É verdade que não basta travar esta privatização. É preciso igualmente reverter um conjunto de medidas que fragilizaram a EMEF (desde a venda da Unidade de Investigação e Desenvolvimento até à redução dos quadros de pessoal abaixo dos mínimos necessários à operação, passando pela errada opção de externalização de serviços) e adotar uma política de desenvolvimento de um sistema ferroviário uno, público e integrado. Mas para isso, é fundamental agora travar esta privatização.
A Assembleia da República tem o dever de cumprir a sua responsabilidade nesta matéria, impedindo que este escandaloso negócio se concretize e procedendo à Apreciação deste Decreto-Lei com vista ao objetivo explícito e urgente da sua revogação.

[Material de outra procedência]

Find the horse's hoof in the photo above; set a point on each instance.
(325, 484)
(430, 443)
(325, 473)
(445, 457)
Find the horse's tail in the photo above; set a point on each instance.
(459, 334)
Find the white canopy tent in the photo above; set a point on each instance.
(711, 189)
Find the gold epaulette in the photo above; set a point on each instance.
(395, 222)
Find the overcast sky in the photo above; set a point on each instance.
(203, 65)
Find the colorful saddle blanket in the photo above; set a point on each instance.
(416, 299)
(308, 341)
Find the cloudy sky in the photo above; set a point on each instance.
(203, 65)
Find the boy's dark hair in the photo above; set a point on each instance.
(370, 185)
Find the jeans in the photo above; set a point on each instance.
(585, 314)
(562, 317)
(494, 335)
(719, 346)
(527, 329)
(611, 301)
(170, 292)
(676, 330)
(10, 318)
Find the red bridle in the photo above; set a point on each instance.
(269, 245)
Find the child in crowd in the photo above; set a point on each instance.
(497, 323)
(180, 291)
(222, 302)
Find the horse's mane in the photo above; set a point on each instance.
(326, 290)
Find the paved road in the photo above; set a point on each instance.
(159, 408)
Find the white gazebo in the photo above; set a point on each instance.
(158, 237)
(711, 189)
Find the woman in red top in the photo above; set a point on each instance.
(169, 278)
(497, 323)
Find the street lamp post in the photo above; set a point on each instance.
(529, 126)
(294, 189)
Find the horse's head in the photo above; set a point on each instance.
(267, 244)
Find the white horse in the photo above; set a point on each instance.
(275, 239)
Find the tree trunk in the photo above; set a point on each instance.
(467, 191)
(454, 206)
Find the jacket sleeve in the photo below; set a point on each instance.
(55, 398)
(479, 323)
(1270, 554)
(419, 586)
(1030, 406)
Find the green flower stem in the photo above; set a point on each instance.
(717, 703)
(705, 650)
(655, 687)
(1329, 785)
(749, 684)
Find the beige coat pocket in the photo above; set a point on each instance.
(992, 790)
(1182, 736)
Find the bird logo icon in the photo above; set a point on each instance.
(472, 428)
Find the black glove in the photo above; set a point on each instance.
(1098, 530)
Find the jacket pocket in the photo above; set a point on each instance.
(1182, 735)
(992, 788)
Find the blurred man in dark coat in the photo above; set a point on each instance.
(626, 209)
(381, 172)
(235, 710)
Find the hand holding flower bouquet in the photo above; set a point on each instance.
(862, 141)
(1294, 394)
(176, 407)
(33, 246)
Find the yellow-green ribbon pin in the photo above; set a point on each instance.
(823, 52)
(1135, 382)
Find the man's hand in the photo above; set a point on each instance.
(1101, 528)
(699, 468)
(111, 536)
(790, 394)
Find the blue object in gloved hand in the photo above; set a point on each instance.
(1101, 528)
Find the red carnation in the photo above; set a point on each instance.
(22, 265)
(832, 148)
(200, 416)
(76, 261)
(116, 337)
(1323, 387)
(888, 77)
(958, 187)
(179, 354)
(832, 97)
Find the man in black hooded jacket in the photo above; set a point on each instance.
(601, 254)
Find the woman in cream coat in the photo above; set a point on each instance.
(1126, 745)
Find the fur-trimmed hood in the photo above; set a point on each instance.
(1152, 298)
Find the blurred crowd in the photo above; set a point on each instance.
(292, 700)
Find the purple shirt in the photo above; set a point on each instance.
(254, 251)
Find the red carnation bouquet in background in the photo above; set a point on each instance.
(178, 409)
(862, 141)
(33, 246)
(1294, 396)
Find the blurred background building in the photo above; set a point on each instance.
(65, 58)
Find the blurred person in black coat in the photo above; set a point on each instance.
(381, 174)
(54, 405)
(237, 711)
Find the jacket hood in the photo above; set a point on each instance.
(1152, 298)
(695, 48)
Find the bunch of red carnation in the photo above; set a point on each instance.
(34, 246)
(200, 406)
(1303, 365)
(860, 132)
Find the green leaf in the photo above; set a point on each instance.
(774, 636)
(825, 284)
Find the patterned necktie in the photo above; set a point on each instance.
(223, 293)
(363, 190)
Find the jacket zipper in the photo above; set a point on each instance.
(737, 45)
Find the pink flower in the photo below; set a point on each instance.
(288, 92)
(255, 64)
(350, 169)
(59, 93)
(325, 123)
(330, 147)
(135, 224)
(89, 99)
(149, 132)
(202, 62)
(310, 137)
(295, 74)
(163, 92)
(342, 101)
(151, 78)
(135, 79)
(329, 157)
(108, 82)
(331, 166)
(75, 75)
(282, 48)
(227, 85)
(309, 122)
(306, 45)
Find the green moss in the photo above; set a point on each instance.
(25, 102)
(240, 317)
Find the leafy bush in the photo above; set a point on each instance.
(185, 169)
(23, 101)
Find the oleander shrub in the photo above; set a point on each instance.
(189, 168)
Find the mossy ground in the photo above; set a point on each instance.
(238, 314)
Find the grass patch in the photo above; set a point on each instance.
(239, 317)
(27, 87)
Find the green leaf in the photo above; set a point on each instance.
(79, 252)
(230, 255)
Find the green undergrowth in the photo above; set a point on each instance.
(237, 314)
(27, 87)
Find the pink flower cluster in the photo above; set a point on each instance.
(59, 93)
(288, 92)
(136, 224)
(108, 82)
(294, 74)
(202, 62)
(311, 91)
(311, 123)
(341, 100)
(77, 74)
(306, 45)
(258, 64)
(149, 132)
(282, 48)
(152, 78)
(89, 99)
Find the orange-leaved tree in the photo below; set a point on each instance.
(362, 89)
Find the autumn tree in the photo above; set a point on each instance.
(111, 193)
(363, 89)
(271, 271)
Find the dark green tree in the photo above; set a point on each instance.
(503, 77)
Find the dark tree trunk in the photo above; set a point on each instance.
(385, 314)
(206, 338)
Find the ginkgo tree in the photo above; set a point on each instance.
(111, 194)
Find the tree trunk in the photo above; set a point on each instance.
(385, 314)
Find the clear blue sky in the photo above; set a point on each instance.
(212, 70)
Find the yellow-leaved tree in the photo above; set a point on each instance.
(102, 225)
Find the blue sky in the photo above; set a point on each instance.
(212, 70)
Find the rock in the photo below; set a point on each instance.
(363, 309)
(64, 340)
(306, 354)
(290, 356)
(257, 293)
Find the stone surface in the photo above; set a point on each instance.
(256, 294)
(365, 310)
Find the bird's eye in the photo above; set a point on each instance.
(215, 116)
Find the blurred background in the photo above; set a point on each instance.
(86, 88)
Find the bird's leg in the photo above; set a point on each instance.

Assim, o PCP promove a Apreciação Parlamentar do Decreto-Lei em apreço, de forma simultânea com idêntica iniciativa em relação ao diploma da privatização da CP Carga, publicado na mesma data. Ao fazê-lo, recorda e sublinha a importância da proposta recentemente apresentada com o Projeto de Resolução 1254/XII (PCP): Em defesa do caminho-de-ferro nacional – pela reunificação e gestão integrada da ferrovia, contra a sua liquidação e desmembramento.
A ferrovia tem futuro em Portugal. Defender esse futuro exige lutar por uma estratégia integrada e de integração, onde as várias vertentes (infraestruturas/manutenção, reparação e construção, circulação, exploração de passageiros e mercadorias, material circulante/manutenção, reparação e construção e segurança ferroviária, transporte de passageiros e mercadorias) sejam devidamente asseguradas numa CP pública, modernizada, ao serviço do país e da economia nacional.
Nestes termos, e ao abrigo do disposto na alínea c) do artigo 169.º da Constituição da República Portuguesa e ainda dos artigos 189.º e seguintes do Regimento da Assembleia da República, os Deputados abaixo assinados do Grupo Parlamentar do PCP, vêm requerer a Apreciação Parlamentar do Decreto-Lei n.º 70/2015, de 6 de maio, que «Aprova o processo de reprivatização [sic] da EMEF - Empresa de Manutenção de Equipamento Ferroviário, S.A.», publicado no Diário da República n.º 87, 1.ª Série.